Monday, June 29, 2009

Jelly Jars and Strawberries

I made my very first attempt at home canning and preserving over the weekend.

This winter, when the ground was covered in deep piles of snow, I started dreaming about growing cucumbers in my backyard so I could make pickles. I figured I could start out with pickles, and then work my way up to jams, salsa, etc.

I'm not the only one interested home canning these days. The growing need to save money and the rise of the local foods movement have more people turning to home canning, according to a recent article in the New York Times.

Last week, I was shopping in the local grocery store and came across a 5-pound box of strawberries for $5.45/lb. I couldn't resist the impulse to buy the box and turn the berries into jam. Nevermind the fact that I don't own any canning equipment.

When I got home from the store with the box of strawberries, I rushed to my laptop to order the canning kit I've been eyeing on Amazon. I ordered the kit with one-day shipping. (I'm an Amazon Prime members, so one-day shipping only costs $3.)

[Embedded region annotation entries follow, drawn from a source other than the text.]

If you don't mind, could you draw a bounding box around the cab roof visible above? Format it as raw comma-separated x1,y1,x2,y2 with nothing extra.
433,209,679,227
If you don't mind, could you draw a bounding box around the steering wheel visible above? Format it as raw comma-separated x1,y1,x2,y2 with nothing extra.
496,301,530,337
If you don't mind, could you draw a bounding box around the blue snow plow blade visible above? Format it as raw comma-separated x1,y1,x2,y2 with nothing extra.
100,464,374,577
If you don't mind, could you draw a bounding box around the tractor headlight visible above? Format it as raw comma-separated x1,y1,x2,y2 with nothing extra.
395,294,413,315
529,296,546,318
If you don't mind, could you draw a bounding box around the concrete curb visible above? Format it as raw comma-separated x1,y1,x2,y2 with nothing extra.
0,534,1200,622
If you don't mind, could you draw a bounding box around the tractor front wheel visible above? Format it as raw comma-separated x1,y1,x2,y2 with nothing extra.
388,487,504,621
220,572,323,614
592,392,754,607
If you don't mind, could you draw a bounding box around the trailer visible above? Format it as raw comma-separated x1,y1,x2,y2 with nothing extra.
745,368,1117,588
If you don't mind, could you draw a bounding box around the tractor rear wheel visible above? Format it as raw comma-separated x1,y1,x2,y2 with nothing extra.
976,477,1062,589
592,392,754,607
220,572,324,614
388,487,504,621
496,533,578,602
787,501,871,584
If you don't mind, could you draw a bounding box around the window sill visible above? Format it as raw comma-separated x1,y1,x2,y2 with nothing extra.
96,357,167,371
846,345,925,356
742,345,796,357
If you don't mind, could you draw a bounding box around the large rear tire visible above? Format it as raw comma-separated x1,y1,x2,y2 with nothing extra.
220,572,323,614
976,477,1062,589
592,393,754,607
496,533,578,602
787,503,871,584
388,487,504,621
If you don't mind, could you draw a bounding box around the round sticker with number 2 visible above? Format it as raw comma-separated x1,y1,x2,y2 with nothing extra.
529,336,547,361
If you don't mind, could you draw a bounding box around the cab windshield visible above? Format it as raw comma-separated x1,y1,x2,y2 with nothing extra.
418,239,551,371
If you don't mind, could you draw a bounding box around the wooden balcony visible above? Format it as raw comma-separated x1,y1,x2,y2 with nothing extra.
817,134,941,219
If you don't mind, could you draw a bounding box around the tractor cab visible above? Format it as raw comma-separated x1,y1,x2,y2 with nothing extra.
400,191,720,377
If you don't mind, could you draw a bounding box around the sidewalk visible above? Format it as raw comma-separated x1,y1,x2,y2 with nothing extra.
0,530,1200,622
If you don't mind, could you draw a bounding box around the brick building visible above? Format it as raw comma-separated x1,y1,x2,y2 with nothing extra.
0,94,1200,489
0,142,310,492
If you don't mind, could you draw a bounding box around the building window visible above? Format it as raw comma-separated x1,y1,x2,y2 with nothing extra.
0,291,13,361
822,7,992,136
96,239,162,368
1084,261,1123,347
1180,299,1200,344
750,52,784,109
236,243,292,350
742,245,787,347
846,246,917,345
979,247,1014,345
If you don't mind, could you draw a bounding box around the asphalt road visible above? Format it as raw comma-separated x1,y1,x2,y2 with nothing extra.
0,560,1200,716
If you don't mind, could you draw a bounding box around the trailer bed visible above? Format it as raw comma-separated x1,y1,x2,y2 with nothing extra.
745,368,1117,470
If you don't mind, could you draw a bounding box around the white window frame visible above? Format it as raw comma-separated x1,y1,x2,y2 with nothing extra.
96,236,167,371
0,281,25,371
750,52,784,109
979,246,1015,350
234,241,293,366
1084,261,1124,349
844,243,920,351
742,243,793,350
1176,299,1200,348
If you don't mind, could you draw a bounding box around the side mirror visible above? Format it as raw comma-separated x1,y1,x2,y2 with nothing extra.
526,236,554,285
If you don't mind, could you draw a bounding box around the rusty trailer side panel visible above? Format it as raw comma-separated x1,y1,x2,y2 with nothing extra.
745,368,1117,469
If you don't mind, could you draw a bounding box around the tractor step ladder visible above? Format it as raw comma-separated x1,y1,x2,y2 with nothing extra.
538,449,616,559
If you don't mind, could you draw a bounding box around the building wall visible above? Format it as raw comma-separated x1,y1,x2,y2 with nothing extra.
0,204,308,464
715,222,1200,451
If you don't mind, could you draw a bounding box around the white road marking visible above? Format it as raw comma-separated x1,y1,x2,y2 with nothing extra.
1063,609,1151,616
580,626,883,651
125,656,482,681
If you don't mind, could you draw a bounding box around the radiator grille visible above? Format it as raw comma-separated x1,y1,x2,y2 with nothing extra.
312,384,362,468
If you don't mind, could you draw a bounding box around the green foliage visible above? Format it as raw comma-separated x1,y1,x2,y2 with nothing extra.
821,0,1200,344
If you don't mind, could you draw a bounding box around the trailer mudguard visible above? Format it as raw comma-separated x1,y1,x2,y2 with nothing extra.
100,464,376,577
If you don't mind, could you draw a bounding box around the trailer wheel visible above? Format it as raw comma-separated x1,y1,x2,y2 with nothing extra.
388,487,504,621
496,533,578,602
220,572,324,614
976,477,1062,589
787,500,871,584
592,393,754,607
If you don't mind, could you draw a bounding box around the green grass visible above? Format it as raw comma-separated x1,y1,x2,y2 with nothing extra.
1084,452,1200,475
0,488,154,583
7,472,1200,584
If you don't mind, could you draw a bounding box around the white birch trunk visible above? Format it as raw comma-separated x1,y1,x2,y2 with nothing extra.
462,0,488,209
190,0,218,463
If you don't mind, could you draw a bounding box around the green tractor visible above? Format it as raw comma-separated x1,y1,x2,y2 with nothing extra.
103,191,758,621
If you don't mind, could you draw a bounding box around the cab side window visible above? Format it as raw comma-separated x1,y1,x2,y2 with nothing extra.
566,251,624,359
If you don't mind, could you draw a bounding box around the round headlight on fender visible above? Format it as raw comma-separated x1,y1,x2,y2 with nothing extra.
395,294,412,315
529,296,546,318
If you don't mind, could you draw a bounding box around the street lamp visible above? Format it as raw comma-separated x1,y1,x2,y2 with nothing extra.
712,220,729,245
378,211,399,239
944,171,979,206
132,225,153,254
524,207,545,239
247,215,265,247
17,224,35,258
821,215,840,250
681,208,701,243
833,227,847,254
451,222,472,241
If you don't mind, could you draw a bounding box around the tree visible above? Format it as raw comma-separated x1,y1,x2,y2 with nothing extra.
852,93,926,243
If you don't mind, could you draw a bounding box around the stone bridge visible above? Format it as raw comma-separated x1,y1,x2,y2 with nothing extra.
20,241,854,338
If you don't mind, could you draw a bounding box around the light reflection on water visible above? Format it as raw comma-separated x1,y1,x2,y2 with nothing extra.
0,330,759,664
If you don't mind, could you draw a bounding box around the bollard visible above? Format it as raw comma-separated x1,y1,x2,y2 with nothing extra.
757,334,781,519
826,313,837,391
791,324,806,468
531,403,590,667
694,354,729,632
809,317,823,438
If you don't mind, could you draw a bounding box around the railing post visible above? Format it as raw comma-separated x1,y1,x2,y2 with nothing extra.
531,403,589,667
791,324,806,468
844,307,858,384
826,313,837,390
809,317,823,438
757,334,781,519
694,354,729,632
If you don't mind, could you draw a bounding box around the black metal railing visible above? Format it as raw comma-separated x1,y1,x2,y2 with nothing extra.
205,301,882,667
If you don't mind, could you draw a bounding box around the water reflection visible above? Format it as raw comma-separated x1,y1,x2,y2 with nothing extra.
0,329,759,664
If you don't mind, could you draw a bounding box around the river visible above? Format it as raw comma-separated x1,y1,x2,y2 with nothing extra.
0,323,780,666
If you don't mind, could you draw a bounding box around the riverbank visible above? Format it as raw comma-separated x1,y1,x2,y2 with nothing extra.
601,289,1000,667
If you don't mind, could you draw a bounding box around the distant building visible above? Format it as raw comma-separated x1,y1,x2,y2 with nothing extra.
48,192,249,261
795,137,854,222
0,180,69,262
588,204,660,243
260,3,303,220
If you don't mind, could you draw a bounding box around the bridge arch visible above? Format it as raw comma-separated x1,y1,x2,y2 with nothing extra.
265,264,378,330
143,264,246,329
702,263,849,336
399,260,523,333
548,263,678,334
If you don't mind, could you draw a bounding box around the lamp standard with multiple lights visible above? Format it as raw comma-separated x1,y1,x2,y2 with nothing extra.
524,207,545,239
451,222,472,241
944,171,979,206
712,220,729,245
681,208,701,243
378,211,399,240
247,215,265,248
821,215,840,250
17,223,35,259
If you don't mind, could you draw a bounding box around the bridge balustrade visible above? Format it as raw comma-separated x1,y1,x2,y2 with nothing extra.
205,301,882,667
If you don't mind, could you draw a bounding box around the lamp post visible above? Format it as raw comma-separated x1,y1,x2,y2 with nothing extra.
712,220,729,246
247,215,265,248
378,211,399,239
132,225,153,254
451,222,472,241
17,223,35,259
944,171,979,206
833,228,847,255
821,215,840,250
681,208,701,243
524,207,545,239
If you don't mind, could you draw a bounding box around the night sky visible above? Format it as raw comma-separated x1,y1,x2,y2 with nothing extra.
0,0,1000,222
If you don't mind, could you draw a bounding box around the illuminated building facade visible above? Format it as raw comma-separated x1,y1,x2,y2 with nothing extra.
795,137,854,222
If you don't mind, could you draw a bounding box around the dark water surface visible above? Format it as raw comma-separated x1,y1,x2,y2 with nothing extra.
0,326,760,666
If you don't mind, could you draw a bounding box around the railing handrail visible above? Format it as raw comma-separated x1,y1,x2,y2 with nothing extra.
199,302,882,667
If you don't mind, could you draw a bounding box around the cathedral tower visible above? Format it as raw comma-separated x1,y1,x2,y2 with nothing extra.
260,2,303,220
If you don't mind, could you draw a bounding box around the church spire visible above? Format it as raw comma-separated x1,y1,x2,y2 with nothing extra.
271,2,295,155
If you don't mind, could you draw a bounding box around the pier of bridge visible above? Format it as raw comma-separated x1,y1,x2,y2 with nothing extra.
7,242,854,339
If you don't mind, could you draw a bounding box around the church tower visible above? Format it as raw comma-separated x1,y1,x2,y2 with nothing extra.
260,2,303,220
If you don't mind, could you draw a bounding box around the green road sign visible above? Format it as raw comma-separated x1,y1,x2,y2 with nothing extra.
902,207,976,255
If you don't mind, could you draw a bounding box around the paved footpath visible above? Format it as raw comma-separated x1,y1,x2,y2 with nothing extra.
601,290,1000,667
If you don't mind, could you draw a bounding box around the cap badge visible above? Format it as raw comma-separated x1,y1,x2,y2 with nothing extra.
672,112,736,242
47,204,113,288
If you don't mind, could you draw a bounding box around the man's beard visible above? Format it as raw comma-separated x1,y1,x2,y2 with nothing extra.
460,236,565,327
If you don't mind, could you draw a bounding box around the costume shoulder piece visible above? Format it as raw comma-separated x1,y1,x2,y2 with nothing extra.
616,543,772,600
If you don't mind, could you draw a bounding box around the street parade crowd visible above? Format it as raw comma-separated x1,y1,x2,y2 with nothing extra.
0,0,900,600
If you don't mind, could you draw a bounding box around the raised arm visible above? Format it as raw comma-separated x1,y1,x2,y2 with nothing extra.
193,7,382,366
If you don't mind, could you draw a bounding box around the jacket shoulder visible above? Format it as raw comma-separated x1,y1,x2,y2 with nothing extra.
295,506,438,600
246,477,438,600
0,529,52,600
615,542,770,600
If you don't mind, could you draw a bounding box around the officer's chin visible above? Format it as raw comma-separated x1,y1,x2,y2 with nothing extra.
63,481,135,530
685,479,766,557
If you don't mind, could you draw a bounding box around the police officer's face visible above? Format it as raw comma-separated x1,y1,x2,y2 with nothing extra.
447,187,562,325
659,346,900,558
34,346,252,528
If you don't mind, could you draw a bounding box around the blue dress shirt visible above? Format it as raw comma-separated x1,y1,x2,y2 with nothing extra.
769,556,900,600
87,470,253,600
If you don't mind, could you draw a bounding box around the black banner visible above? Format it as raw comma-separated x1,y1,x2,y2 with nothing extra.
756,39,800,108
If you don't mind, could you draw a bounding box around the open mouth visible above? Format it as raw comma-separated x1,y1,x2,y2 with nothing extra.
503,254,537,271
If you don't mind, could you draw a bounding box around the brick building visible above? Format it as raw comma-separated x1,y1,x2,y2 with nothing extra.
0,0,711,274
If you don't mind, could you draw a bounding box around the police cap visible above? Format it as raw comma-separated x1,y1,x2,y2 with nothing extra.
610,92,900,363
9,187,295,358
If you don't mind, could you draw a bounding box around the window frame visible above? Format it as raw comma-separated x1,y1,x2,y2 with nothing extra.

I started making strawberry jam as soon as the box arrived. I used a recipe from the book "175 Best Jams, Jellies, Marmalades & Other Softspreads." I also used advice from Iowa State University Extension.

Now I'm wondering why I never tried to make jam before. It was so easy, and the jam tastes even better than the store-bought kind. Just see the results for yourself:

Don't you just love how the light shines through the jelly jars. It's like a work of art...

It did, however, take a lot of time. I spent three hours in the kitchen, but that's probably because it was my first attempt at canning and I needed to keep looking at the recipe.

I had so much fun with my kitchen "experiment," I can't wait to try again. I'm thinking maybe apricot jam, since it's my husband's favorite.